CardioExchange Archive

CardioExchange, an NEJM practice community for medical professionals dedicated to improving cardiac patient care, was active from 2009 to 2015. CardioExchange fostered discussion between clinicians from across the globe.

July 12th, 2010

Clopidogrel vs. Prasugrel: How Effective?
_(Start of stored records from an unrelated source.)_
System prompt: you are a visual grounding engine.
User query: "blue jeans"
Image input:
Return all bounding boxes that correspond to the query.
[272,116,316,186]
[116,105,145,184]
How Risky?

Here are the issues:

  1. The FDA has posted a black box warning that people with reduced CYP2C19 liver enzyme function (2% to 14% of the U.S. population) cannot effectively convert clopidogrel to its active form, which reduces its effectiveness in ACS patients. CYP2C19 function doesn’t influence prasugrel’s effectiveness.
  2. The AHA and ACC do not support routine CYP2C19 genetic testing (and the test is not readily available).
  3. Prasugrel (10 mg) is ≈2.5 times more potent than clopidogrel (75 mg); in TRITON-TIMI 38, ACS patients treated with prasugrel had a 50% higher rate of life-threatening hemorrhage and a 4-fold higher rate of fatal hemorrhage than those treated with clopidogrel.
  4. Prasugrel was recently reported to be associated with an increase in cancer rates, prompting the authors of the report to recommend that  “physicians should consider the potential cancer risks before prescribing prasugrel, especially with prolonged use and in patients with known cancer.”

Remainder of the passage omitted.